When I was 17 my dear friend Sheina Lerman yanked me aside after watching an interchange with my mother.
"Why are you doing that?" she demanded.
"Doing what?"
"Hiding who you really are from your mother. It's disrespectful not to let her know you. You think she can't handle it? You're wrong."
"What are you talking about? She doesn't want to know me: she wants to think I'm who she wants me to be. I'm not gonna ruffle her feathers. What would be the point?"
As you have figured out by now, Sheina was really wise for a 17-year-old, and also brave. I was neither.
But my mom and I were lucky. Somehow, along the way, we put aside roles and facades and became utterly honest with each other. And that honesty, painful as it sometimes was, deepened our love and added the bonus of friendship to it. She liked me even when she knew who I really was. And why, I now think, wouldn't she?
While Mom and I knew everything about each other's lives in the last
decade or so, there's much I never learned about who she was before we
kids came along, before she was a wife and mother. I know she was a nurse, a stepsister, an orphan. I don't know enough about what all that meant, though.
Do you know who your mother is, besides being your mother? Do you know who she was when she was your age now? In high school? What was it like growing up where she grew up? What her role in her family was--was she the smart one or the pretty one or the funny one, and did that fit? What was her search for love like? Her best and worst days in high school? Did she dream about something she didn't get to do? How does she feel about that now? What do her friends know about her that you don't?

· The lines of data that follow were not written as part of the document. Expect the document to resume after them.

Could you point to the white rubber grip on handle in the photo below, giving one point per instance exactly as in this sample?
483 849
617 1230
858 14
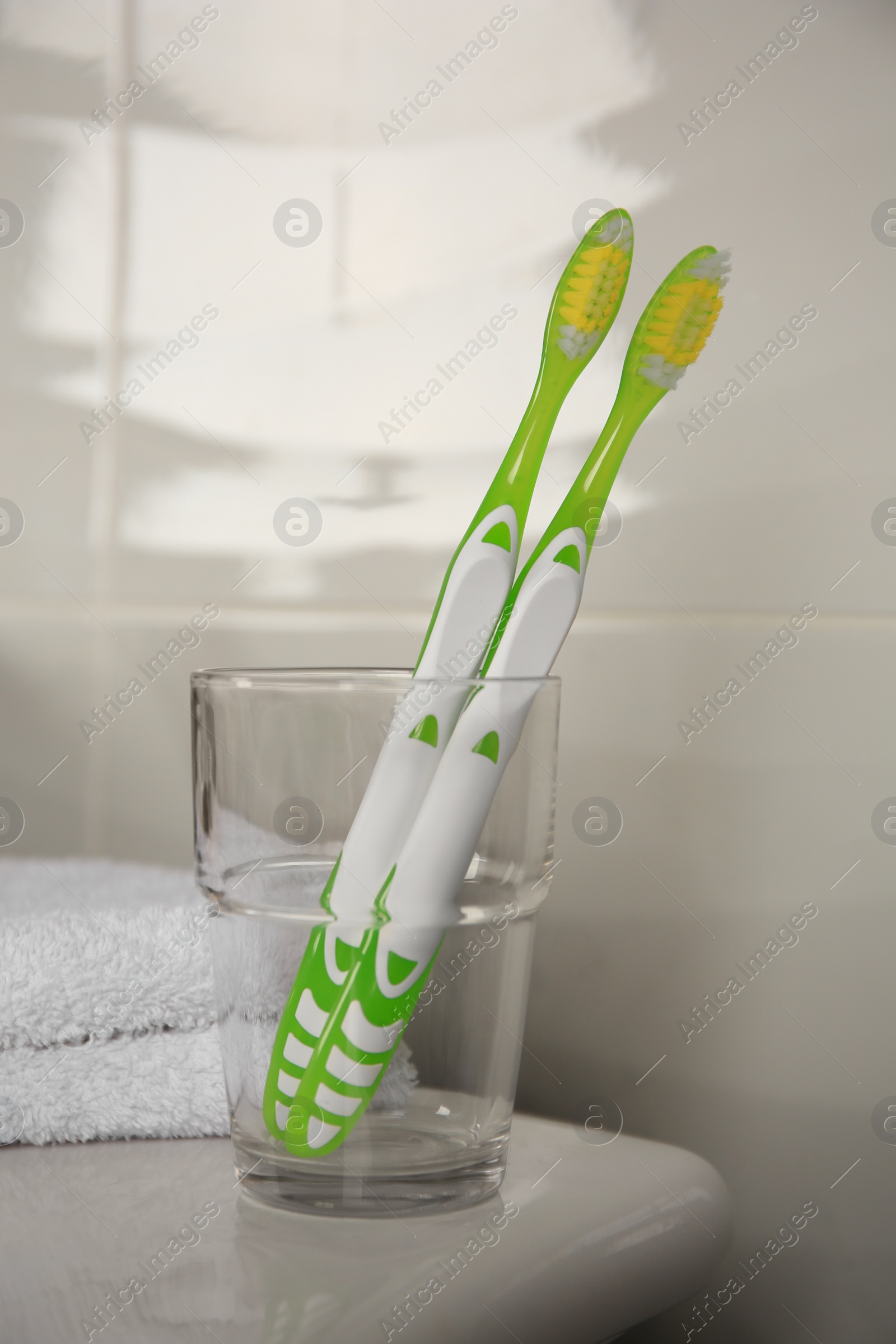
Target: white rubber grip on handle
476 592
448 825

This Mother's Day will be hard. It's the first without Mom, and in our family, Mother's Day was always about the matriarch mom, the oldest one in the line. I've moved into that slot, but my kids are too young to be willing to obligate themselves to making the day be all about me. Like most kids, they love me deeply but have very little interest in me, in who I am when I'm not being Mom.
You may be giving your mother brunch, flowers, jewelry, a cruise or spa trip. But maybe you should try this, too: have a conversation. Ask her about her life, what happened in it that shaped her, what she thinks and feels about the things you don't often talk about.
And moms: give your kids real answers, not just the ones that you think moms are supposed to give.